Goldman’s: RBA to cut rates in May and July

18 February 2016

Goldman Sach’s economics research team has released a note saying it expects two 0.25% rate cuts by the RBA in the next 5 months: one 25bps cut in May and one 25bps cut in July. This would take the cash rate to 1.50%.

Cash markets are already pricing in one rate cut as a certainty by September but the team at Goldman has gone out on a limb with its “two cuts” call.

The thinking behind such a bold call is that the US Fed will raise rates at a gentler pace than previously anticipated. The difference between the US rate and Australia’s rate will lead to an appreciation in the AUD/USD exchange and the RBA will then have to cut rates to take ease the pressure on Australia’s economy (a stronger AUD makes it harder for Australian exporters and Australian business to compete against imports).

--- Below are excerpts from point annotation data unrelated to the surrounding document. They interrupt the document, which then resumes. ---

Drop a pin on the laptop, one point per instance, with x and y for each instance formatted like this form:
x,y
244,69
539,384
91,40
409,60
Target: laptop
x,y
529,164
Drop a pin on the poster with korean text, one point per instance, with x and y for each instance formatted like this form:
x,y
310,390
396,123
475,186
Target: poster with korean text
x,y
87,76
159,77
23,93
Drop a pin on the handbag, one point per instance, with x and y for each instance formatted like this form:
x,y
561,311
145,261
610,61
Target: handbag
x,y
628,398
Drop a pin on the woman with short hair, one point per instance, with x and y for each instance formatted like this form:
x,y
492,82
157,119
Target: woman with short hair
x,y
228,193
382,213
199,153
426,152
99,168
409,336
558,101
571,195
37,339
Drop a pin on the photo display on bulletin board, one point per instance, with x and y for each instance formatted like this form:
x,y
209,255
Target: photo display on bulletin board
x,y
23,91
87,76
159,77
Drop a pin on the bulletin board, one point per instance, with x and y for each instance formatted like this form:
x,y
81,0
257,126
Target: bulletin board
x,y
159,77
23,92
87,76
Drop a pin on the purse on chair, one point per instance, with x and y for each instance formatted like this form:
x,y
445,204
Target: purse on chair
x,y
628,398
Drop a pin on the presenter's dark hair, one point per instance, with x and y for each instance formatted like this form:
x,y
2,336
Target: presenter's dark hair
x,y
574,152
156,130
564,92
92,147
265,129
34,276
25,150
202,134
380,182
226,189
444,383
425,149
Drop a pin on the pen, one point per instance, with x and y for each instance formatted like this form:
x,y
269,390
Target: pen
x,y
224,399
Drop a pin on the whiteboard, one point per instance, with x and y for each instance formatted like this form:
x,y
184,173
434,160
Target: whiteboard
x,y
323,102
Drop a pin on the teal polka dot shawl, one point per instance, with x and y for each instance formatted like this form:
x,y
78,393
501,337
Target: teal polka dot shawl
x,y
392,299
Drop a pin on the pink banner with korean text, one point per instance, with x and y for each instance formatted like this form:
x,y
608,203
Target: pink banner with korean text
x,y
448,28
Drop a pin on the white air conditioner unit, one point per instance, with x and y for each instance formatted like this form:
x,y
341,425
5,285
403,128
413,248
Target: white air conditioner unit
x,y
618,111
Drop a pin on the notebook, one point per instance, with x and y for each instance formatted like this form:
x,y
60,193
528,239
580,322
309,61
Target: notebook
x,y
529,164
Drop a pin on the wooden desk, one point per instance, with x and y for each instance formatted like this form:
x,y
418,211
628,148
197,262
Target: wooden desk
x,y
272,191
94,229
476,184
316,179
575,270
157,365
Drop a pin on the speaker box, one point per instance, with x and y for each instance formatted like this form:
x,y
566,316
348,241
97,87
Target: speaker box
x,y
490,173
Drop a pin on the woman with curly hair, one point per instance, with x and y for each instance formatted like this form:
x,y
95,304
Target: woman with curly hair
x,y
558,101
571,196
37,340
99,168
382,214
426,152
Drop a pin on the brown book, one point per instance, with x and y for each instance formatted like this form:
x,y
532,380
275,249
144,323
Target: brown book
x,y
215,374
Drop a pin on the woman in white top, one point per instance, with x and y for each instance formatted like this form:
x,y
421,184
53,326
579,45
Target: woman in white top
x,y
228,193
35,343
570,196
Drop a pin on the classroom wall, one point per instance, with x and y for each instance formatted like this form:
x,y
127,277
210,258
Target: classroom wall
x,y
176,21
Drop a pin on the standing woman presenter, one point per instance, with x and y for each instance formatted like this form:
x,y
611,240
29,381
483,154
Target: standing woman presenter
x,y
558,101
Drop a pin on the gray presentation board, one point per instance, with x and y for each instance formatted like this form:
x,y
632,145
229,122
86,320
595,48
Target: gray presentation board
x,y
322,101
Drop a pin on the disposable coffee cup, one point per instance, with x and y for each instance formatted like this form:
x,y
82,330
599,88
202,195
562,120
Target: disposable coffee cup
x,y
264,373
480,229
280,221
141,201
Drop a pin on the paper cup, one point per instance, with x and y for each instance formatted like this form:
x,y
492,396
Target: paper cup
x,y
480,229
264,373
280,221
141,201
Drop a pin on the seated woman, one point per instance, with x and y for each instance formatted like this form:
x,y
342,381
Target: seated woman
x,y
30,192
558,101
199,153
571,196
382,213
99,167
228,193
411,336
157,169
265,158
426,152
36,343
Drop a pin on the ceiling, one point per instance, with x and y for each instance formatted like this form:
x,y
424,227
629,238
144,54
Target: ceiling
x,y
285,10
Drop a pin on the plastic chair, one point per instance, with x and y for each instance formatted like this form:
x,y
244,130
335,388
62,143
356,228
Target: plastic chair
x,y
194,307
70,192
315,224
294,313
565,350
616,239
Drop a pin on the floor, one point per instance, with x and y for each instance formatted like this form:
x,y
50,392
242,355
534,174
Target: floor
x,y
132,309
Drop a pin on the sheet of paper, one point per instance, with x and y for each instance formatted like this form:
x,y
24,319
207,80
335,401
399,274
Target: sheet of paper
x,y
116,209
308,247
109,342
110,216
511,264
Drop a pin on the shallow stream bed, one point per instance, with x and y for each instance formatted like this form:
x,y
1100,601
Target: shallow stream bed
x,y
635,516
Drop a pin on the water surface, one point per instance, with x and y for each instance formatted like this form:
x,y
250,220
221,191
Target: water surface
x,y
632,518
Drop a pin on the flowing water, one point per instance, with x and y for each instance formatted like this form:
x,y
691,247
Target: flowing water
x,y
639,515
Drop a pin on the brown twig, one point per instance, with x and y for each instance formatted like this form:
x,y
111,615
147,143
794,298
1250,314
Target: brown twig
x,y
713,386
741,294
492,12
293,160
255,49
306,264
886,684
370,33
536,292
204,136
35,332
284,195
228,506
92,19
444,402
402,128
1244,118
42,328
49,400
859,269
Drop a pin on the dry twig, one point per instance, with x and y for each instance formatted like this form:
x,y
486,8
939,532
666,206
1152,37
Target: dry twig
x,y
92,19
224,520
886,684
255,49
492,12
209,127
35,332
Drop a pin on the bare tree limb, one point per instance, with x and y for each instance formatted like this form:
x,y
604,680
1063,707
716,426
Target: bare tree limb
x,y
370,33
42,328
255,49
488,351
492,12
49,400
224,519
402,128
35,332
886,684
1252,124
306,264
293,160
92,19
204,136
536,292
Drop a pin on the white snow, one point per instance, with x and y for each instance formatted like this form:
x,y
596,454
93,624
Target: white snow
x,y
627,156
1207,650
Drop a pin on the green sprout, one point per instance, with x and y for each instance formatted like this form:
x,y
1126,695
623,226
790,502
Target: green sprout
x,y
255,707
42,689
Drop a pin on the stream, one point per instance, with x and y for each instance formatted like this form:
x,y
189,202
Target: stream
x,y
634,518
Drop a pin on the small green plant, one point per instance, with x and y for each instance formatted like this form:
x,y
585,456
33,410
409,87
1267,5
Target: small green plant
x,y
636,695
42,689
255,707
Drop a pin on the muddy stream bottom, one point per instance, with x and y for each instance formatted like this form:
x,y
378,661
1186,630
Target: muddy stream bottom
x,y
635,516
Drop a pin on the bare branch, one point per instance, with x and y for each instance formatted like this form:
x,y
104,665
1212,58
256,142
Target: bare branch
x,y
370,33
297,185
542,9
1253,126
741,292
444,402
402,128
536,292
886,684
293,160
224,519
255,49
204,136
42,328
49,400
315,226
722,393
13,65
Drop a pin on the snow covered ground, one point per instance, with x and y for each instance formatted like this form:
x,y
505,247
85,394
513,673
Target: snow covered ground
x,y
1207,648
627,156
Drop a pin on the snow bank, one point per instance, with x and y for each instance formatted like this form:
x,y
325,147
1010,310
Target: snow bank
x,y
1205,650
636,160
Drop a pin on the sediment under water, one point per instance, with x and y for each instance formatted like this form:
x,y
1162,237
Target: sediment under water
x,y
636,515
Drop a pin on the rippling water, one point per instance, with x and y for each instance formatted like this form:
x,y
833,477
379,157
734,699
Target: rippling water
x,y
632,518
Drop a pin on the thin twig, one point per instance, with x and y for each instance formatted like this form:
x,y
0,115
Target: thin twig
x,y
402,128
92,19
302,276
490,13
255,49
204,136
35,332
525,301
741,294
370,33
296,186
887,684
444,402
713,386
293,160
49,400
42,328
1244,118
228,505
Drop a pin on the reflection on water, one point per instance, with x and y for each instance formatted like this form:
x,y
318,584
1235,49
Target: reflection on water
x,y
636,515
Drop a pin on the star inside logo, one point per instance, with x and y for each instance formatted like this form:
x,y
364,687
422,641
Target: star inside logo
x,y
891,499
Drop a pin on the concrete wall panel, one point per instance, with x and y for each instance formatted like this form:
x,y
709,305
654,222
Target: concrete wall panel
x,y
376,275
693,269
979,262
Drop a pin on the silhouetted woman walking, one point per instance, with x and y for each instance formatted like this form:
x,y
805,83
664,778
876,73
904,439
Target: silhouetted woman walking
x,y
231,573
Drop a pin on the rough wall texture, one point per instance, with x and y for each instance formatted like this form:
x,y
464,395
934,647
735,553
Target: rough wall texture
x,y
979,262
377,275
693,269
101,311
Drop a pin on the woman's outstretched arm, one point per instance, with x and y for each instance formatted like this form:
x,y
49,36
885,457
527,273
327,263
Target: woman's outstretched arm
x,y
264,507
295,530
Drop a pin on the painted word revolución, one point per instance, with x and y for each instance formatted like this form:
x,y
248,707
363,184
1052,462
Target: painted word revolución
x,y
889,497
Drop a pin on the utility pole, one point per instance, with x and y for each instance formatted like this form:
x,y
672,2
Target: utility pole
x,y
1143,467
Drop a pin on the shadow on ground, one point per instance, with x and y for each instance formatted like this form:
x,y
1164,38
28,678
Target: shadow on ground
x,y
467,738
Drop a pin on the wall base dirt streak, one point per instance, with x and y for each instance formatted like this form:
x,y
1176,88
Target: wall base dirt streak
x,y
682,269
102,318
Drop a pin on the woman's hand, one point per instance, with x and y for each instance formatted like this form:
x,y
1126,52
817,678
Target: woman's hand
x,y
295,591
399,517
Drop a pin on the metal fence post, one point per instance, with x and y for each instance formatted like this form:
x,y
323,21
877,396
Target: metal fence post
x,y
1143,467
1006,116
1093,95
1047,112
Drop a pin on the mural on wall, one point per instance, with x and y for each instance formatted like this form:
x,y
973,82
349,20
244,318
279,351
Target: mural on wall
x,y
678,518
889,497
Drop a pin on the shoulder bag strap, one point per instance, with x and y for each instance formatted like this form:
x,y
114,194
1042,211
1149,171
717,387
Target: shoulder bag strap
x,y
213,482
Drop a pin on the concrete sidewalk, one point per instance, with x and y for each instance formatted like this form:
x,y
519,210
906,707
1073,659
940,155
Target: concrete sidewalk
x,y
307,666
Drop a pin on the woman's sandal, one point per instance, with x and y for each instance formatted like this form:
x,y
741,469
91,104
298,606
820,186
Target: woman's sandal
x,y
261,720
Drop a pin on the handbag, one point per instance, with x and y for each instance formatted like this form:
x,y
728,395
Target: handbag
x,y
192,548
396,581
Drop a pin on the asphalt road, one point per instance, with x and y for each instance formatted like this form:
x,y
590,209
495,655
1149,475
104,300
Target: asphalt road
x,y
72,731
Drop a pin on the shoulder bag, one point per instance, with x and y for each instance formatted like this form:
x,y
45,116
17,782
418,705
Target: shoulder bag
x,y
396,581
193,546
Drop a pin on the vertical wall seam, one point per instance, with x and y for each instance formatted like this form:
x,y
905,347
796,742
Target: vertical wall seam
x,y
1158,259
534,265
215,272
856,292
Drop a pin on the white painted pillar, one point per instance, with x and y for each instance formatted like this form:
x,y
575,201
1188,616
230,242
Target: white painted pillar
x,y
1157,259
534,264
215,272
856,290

This is not the only the reason. The GS team believe inflation figures will less than expected in the next few months and employment figures have been overstated. A fiscal tightening is expected from the Commonwealth Government and Goldman’s Financial Conditions Index is at a level higher than where previous cuts have been made.

This is not the first time the Goldman Sachs team has suggested a change in monetary policy which stands out from the market. In October 2015 the team said a November rate cut was “highly likely” while the market pricing for such a reduction was only suggesting a 40% chance of this occurring.